The families residing in nearly 400 flats in five apartments in Maradu, Kochi, can heave a sigh of relief for now, as a vacation bench of the Supreme Court stayed the demolition order passed by the Court on May 8 for six weeks.
The bench of Justices Indira Banerjee and Ajay Rastogi passed the order while considering a writ petition filed by a group of residents stating that they were not heard by the Court before ordering the demolition of the apartments within a month on findings of violation of Coastal Regulation Zone notification.
The vacation bench said that it will not be appropriate for it to pass any orders on the matter, as the original order was passed by another bench. Therefore, it has directed the listing of the matter before the bench of Justices Arun Mishra and Navin Sinha, which passed the judgment, in the first week of July.
Builders of two apartments have filed review petitions against the judgment stating that the Court was misled by the Kerala Coastal Zone Management Authority (KCZMA) into concluding that the constructions were made in violation of Coastal Regulation Zone notifications. According to the builders, the Kerala Coastal Zone Management Authority was aware that the constructions are legal now, as the area is categorized as CRZ-II (where such constructions are permissible) in the Coastal Zone Management Plan prepared as per the 2011 CRZ notification. Though this plan was approved by the Union Ministry of Environment and Forests in February 2019, this was not brought to the notice of the Court by KCZMA "for reasons best known to it", the petition states.
The review petitions state that the demolition order was passed by the Court on an erroneous understanding that Maradu area was included in CRZ-III area. The bench did not notice that the area was categorized as CRZ-II as per the Coastal Zone Management Plan prepared for the area as per CRZ 2011 notification, which was approved by the Union Ministry of Environment and Forests on February 28. Therefore, at present, a construction of the like nature is legal and permissible in the area, contends the review petitions filed by Holy Faith Builders and Developers and Alpha Ventures Pvt Ltd.
The construction started in the year 2006 based on a building permit issued by the Maradu Grama Panchayath, which was later upgraded as Municipality. Based on an instruction from the State Government, the Panchayath issued a show-cause notice for revoking the building permit, citing CRZ violations. This was challenged in the High Court of Kerala. The High Court stayed the notices, and construction was carried out on the strength of Court's interim order. Later, the writ petitions by builders were allowed by the Court on the ground that Government had no power in law to issue instructions to a local self government authority. This was challenged by the KCZMA in the Supreme Court, in which orders were passed on May 8.
The bench of Justices Arun Mishra and Navin Sinha had passed the order based on the report of a three-member committee appointed by the Court which stated that when the constructions were made, the area was designated as CRZ-III, where such constructions are prohibited. The Court had also noted that Panchayat had granted the building permits without the concurrence of the Coastal Zone Management Authority, which was mandatory.
According to the bench, the relevant issue was whether the constructions were legal when they were made, and not whether they are permissible now.

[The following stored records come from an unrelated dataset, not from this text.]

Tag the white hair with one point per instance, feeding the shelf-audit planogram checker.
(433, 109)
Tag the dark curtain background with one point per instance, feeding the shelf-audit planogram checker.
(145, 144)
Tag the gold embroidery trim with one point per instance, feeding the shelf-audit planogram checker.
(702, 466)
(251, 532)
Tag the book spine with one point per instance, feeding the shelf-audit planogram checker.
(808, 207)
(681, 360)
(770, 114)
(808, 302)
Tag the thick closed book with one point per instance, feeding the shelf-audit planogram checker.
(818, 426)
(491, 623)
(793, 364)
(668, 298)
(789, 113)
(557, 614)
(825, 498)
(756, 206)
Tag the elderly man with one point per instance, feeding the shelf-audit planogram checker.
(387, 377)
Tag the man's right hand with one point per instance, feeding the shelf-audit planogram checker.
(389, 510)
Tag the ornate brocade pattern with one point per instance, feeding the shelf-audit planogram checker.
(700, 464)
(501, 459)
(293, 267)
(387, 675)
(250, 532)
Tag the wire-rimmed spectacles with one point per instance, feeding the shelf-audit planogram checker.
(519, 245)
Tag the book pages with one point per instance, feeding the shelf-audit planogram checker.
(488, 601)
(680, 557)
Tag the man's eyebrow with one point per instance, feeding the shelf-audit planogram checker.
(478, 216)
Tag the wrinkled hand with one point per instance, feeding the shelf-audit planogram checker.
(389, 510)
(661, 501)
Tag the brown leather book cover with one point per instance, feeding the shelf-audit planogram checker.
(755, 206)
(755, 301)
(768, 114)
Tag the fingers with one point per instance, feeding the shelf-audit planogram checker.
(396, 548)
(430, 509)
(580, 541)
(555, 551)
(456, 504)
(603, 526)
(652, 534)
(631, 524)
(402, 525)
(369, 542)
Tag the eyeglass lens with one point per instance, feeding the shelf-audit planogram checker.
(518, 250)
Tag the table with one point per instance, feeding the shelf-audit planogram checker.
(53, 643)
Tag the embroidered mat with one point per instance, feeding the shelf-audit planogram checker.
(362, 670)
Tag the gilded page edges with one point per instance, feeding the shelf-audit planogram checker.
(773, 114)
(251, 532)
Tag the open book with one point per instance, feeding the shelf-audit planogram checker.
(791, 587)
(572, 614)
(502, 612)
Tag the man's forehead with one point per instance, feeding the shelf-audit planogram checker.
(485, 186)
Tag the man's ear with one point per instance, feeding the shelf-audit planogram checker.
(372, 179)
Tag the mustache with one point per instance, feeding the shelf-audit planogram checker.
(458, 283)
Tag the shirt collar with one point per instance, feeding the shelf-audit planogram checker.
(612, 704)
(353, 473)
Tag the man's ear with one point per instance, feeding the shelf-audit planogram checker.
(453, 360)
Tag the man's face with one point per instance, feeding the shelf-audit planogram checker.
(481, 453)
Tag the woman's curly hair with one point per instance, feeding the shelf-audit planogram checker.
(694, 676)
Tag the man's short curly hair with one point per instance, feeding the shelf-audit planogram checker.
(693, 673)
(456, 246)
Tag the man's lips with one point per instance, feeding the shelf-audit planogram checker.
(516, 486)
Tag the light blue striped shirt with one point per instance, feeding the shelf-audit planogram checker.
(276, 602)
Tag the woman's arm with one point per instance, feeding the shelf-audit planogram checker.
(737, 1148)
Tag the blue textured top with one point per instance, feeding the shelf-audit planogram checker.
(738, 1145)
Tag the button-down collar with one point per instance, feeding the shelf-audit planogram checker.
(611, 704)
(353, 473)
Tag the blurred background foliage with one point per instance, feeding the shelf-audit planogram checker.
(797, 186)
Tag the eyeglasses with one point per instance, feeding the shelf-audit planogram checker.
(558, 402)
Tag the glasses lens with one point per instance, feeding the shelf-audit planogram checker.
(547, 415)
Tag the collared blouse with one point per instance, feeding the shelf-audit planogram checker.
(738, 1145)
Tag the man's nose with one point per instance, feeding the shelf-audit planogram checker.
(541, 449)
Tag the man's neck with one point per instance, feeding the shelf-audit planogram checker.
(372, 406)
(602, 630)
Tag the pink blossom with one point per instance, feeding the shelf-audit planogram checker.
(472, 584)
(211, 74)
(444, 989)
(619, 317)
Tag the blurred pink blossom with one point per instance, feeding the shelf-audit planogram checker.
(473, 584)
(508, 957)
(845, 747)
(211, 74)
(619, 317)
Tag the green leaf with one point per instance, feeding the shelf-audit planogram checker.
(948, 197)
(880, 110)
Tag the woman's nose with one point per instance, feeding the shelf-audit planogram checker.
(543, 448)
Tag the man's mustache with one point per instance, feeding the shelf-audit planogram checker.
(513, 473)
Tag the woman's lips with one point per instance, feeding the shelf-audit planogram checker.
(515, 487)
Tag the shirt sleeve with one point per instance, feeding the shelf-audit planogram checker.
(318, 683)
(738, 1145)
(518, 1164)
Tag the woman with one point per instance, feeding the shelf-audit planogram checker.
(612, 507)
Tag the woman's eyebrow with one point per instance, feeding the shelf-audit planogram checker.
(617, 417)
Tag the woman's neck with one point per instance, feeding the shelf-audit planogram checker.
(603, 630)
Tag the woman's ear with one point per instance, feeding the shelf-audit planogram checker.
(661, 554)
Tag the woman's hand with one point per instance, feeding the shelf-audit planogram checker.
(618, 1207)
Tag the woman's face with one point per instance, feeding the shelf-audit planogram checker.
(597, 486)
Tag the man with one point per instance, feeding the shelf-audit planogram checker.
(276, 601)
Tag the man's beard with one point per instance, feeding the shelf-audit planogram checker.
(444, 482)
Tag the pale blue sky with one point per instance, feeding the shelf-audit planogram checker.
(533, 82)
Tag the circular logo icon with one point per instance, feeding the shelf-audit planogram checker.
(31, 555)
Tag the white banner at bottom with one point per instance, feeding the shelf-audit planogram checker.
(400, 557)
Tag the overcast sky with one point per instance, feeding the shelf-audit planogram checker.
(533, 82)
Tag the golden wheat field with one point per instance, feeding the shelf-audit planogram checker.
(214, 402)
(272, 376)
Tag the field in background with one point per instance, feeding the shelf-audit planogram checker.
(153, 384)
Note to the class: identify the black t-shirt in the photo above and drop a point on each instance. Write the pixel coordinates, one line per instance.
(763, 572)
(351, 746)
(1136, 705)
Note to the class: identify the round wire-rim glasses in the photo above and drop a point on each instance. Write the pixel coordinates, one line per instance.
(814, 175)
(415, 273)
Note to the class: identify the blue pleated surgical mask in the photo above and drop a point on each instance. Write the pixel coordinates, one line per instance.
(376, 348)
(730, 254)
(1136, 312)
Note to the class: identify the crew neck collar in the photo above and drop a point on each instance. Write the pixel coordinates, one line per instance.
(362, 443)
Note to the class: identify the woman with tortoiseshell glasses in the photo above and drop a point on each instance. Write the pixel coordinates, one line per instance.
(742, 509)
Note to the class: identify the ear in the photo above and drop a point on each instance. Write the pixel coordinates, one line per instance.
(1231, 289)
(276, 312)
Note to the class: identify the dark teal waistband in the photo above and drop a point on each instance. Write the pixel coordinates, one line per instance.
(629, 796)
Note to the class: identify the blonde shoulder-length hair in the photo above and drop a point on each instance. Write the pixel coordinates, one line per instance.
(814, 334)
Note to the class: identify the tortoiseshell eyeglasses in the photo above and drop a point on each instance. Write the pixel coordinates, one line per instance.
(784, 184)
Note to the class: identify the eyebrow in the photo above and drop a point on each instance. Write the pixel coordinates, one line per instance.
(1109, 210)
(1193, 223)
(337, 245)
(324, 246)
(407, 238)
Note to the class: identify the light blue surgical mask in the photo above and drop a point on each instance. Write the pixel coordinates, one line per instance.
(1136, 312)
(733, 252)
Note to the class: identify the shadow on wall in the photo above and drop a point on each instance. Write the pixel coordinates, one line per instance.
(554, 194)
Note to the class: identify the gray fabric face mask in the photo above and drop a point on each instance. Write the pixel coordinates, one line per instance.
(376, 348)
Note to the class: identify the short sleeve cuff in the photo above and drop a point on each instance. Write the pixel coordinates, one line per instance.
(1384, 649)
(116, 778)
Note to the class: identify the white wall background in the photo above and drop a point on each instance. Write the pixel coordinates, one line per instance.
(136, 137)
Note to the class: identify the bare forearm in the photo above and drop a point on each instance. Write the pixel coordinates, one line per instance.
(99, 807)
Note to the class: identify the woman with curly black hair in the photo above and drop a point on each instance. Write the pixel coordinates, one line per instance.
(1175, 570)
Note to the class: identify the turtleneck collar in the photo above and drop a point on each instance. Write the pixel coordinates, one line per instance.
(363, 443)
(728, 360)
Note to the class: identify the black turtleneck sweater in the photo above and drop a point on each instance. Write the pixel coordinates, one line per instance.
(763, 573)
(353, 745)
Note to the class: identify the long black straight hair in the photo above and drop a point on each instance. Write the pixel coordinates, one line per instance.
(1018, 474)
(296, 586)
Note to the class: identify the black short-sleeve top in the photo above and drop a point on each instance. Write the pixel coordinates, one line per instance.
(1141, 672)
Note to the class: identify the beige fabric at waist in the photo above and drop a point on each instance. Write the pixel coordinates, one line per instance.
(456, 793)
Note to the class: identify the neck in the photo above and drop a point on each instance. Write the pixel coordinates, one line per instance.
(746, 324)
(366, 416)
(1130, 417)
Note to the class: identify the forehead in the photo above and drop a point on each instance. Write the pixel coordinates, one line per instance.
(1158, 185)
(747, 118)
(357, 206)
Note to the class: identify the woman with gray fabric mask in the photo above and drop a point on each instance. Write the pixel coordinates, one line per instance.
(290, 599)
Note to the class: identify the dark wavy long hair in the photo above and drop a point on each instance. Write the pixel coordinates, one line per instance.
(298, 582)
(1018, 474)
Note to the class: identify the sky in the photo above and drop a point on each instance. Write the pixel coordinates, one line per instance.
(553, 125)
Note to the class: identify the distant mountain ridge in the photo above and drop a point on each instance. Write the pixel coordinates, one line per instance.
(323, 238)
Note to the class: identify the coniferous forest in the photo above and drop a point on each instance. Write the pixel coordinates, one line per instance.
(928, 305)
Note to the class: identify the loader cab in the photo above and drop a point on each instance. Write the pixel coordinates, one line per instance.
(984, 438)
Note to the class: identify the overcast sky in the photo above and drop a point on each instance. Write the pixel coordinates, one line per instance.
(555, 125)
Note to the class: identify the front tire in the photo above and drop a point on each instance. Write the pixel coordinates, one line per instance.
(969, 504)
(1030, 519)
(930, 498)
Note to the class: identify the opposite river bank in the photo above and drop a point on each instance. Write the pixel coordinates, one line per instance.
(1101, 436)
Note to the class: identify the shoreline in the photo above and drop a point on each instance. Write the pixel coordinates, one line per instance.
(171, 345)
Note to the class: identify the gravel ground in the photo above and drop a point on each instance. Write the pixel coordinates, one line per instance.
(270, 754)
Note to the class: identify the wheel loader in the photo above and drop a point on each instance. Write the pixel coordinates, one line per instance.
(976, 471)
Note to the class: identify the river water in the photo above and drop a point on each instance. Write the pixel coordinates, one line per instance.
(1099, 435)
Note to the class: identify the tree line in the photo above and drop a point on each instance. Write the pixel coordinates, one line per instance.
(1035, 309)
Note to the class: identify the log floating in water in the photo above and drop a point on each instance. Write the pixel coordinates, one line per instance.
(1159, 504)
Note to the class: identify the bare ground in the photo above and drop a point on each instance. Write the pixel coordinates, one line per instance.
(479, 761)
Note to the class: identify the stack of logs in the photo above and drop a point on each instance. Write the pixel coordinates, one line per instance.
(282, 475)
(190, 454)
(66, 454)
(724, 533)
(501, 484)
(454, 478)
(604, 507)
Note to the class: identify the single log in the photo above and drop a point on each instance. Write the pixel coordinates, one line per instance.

The bench also took judicial notice of the floods faced by the state last year and observed that it had taken place "due to such unbridled construction activities resulting into collossal loss of human life and property". The authorities were directed to implement the order within a month.
The review petitions allege that the three-member committee consisting of the Secretary to the Local Self Government Department, the Chief Municipal officer of the concerned Municipality and the Collector of the District had not heard all affected parties before submitting the report.
The builders contend that KCZMA is estopped from challenging the construction, as it had not taken any action while the construction activities were progressing. It did not challenge the building permits or the interim orders granted by the High Court. After keeping silent all this while, it cannot all of a sudden spring into action, especially so when all the units have been sold off to private parties and families have started residing there after spending their hard earned money, the review petition submits.
They have referred to the SC order in the case of DLF apartments in Kochi, where the Court had held that the builder cannot be held liable for the failure of authorities to take timely action. There the Court had found that the KCZMA had flip-flopped on whether there was any violation. Meanwhile the construction was completed on the basis of a deemed environmental clearance which accrued to the builder due to the authority's inaction, and the authority thought of acting against the alleged violation only after the completion of the construction. This approach was deprecated by the SC, which observed that a developer cannot be left in the lurch due to the indecisiveness of the authorities.
In the instant case, the KCZMA did not act promptly against the alleged violations, and did not question the building permits issued to the builders, argues the builder in the review petition.
On May 26, the SC had dismissed an application filed by a resident seeking extension of time.